Позже русские обвиняли нас в том, что мы в Архангельском соборе — cathédrale de l'Archange Michel, где покоятся некоторые их цари, разместили конюшню. Но это не совсем так. Гвардейцы действительно держали там лошадей, но ведь они и сами жили в нем. То же и в Успенском, и в Благовещенском соборах. В Успенском устроили печь для переплавки серебряной утвари в слитки. Там же хватило места и на ещё одну конюшню.

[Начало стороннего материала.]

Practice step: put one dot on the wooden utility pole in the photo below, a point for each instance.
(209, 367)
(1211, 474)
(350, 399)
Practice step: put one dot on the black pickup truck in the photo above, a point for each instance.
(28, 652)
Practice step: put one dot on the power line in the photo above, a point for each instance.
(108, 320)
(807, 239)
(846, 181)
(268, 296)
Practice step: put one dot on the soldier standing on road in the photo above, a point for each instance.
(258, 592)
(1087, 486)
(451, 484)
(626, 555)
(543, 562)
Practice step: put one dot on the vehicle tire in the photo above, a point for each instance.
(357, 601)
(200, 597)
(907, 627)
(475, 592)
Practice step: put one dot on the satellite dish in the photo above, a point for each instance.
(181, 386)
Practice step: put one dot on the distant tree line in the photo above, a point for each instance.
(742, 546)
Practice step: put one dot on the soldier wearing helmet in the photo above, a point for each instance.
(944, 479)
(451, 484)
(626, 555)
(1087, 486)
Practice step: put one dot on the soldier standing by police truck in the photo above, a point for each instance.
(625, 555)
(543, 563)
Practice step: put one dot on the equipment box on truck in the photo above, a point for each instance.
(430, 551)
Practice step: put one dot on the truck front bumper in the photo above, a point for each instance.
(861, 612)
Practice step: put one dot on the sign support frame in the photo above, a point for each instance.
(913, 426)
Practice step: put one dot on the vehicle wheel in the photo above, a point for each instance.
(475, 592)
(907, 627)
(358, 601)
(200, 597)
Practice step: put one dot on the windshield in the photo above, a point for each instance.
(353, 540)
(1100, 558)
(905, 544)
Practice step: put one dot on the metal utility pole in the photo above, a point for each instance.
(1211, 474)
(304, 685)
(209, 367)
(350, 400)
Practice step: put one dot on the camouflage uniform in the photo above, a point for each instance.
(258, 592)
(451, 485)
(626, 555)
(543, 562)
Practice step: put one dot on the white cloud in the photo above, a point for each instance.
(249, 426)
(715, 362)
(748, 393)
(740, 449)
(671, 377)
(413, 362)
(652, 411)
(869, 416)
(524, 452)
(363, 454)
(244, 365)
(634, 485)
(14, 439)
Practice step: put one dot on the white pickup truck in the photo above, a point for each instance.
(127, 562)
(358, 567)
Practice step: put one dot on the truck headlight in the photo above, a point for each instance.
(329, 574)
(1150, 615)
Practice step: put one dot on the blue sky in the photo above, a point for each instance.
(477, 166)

À-propos[6], православные храмы превращали в стойло чаще не мы, а поляки — les polonais, русские называли их lyakhi. Надо сказать, что сам вид русских приводил поляков в неистовство. Помню, в одном сражении наши противники заставили отступить итальянскую конницу Мюрата, но тут маршал бросился к польскому уланскому полку из корпуса князя Понятовского и повёл их за собой. Он хотел только вдохновить улан, но его лошадь, со всех сторон окружённая и сжатая обгонявшей его польской конницей, понесла нашего маршала против воли навстречу опасности, и он был вынужден сражаться как рядовой легкой кавалерии. Хорошо, что один ординарец не отстал от него. Когда над маршалом взмыла сверкнувшая на солнце сабля русского драгуна, ординарец коротким взмахом отсёк роковую руку. Тут подоспели два конных эскадрона наших егерей, они образовали каре вокруг Мюрата, а другие вместе с ляхами начали крошить кавалерию русских, которые, как всегда спасались в своих лесах. Это была не первая победа наших улан над драгунами. Конечно, поляки — не чета другим нашим «союзникам» из числа малых покорённых народов. Их представители быстро поняли — идёт совсем не та война, что в Европе. При всякой опасности не только солдаты, но и офицеры под предлогом спасения раненых бросали оружие, уносили своих в тыл и скрывались там сами. Поляки же под началом генерала Домбровского или князя Понятовского сражались до последнего, несмотря на ссору Наполеона с князем. Наш император умел привлечь к себе храбрых и талантливых воинов. Не случайно Наполеон сначала называл кампанию 1812 года второй польской войной и обещал восстановить независимое польское государство, присоединив к Варшавскому герцогству немало земель.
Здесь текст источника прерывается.